Tutti vi starete domandando allora perché non si arrese. La risposta può essere commovente. Nonostante avesse combattuto per anni lealmente per l’impero giapponese, Hiroo Onoda aveva il compito di arrendersi solo quando un suo superiore glielo avesse ordinato. Ebbene quell’ordine non arrivò e Hiroo continuò a vagare per le foreste delle Filippine.
Non fu l’unico però. Molti combattenti giapponesi, chi perché rifiutava di accettare la resa, chi perché non ne era venuto a conoscenza, continuò a latitare e a combattere finché incrociò nemici (certo che trent’anni mi sembra un po’ esagerato).
All’epoca della sua partenza Hiroo aveva portato con sé: il suo fucile Arikasa 99, la sua katana, dei proiettili, delle bombe a mano e un pugnale gentilmente offerto da sua madre. In realtà glielo donò per fare harakiri in caso di cattura nemica e morire con onore.
Dunque l’onore e la lealtà sono le due caratteristiche che subito vengono in mente pensando ad un eroe come Hiroo Onoda. Inoltre non si trascuri il fatto che non era psicologicamente facile accettare la caduta dell’imperatore, Dio in terra per i giapponesi. Eppure gli ideali di Hiroo sembrano morti nel sorriso beffardo di chi compare nelle foto al suo fianco una volta raggiunto nel 1975. Sembrano sbeffeggiare quell’uomo che è rimasto fedele alla causa.

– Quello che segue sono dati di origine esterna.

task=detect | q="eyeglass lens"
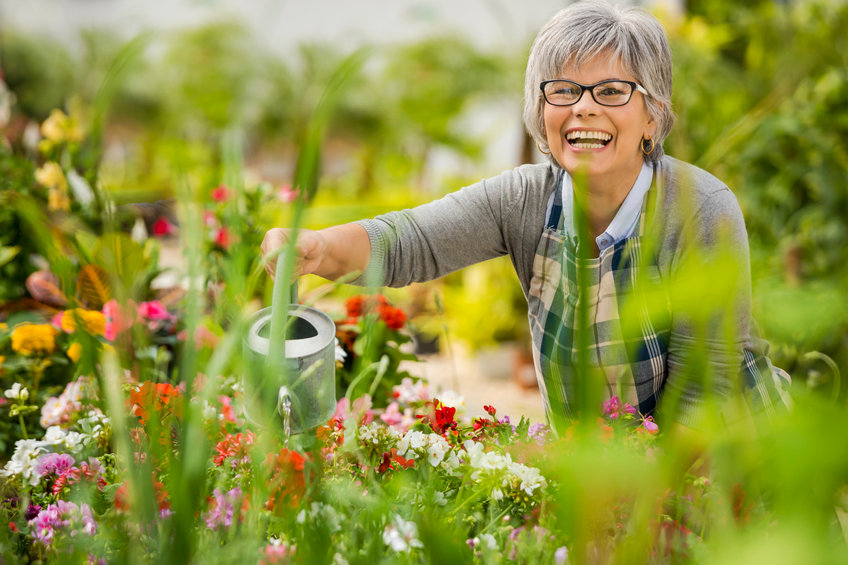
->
[544,80,633,106]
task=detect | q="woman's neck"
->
[574,167,641,238]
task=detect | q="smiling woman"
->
[262,0,788,429]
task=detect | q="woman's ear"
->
[642,102,665,139]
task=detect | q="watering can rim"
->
[247,305,336,359]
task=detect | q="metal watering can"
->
[244,256,336,438]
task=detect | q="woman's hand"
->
[262,224,371,280]
[262,228,327,279]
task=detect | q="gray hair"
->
[524,0,674,164]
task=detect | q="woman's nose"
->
[571,89,599,117]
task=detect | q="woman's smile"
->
[544,55,656,191]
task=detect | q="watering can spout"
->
[244,256,336,437]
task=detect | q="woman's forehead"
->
[559,52,632,78]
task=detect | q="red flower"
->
[392,447,415,469]
[345,294,365,318]
[377,451,394,475]
[211,183,230,202]
[377,304,406,330]
[265,448,306,510]
[213,432,255,467]
[153,216,177,237]
[433,400,457,434]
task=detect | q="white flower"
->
[438,390,465,410]
[3,383,29,400]
[0,439,47,486]
[43,426,85,451]
[392,377,430,405]
[442,451,460,474]
[427,434,450,467]
[509,463,548,496]
[397,430,426,459]
[383,514,424,552]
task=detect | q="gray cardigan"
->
[357,156,751,414]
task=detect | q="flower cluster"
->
[336,294,417,407]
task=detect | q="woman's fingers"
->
[261,228,289,279]
[261,228,326,278]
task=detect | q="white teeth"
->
[571,143,604,149]
[566,130,612,141]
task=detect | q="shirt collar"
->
[561,163,654,252]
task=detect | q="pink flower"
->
[277,184,300,204]
[642,416,660,434]
[604,396,621,420]
[215,227,232,249]
[153,216,177,237]
[35,453,75,477]
[102,298,136,341]
[211,183,230,202]
[137,300,173,321]
[333,396,350,422]
[206,487,241,530]
[380,402,415,433]
[203,210,218,228]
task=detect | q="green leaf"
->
[0,245,21,267]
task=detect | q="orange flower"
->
[12,323,56,355]
[129,381,180,424]
[61,308,106,335]
[65,342,82,363]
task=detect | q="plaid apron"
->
[528,166,789,428]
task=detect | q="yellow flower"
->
[12,323,56,355]
[60,308,106,335]
[47,188,71,212]
[35,161,68,190]
[66,341,82,363]
[41,108,71,143]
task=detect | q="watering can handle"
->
[271,252,298,305]
[268,253,297,366]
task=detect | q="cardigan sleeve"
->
[353,165,551,287]
[663,183,751,425]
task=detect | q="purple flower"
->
[35,453,76,477]
[24,504,41,522]
[29,500,97,545]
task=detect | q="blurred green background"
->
[0,0,848,390]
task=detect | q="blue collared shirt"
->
[548,163,654,253]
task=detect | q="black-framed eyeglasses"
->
[539,79,648,106]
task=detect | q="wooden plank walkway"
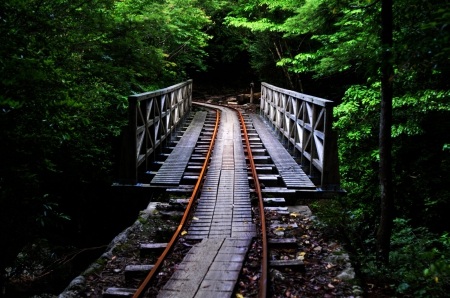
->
[158,238,251,298]
[150,112,207,186]
[158,109,256,298]
[186,109,256,240]
[249,114,316,190]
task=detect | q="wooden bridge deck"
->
[150,112,207,186]
[158,105,256,298]
[249,114,316,190]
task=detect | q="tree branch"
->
[349,0,380,9]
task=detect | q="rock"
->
[270,269,286,281]
[352,285,364,296]
[58,276,86,298]
[336,266,355,280]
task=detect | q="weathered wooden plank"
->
[103,288,136,298]
[269,260,305,271]
[125,265,154,280]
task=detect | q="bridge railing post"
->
[260,83,340,191]
[119,80,192,185]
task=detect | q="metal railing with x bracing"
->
[119,80,192,185]
[260,83,340,191]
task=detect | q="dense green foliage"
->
[0,0,450,297]
[227,0,450,297]
[0,0,210,290]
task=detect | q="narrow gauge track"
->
[133,104,268,298]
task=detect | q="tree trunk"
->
[377,0,394,264]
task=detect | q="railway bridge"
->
[66,80,345,298]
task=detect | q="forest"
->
[0,0,450,297]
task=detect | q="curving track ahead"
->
[133,104,267,297]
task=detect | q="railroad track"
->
[133,103,268,298]
[93,104,326,297]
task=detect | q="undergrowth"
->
[311,200,450,297]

La storia di Hiroo non è unica. Un altro uomo lo superò, rimanendo nascosto per ben 8 mesi più di lui prima di ricevere l’ordine di arrendersi. Al giorno d’oggi non credo che molti farebbero ciò che ha fatto Onoda, quindi è giusto definirlo un Hero e l’ultimo baluardo dei vecchi valori nipponici.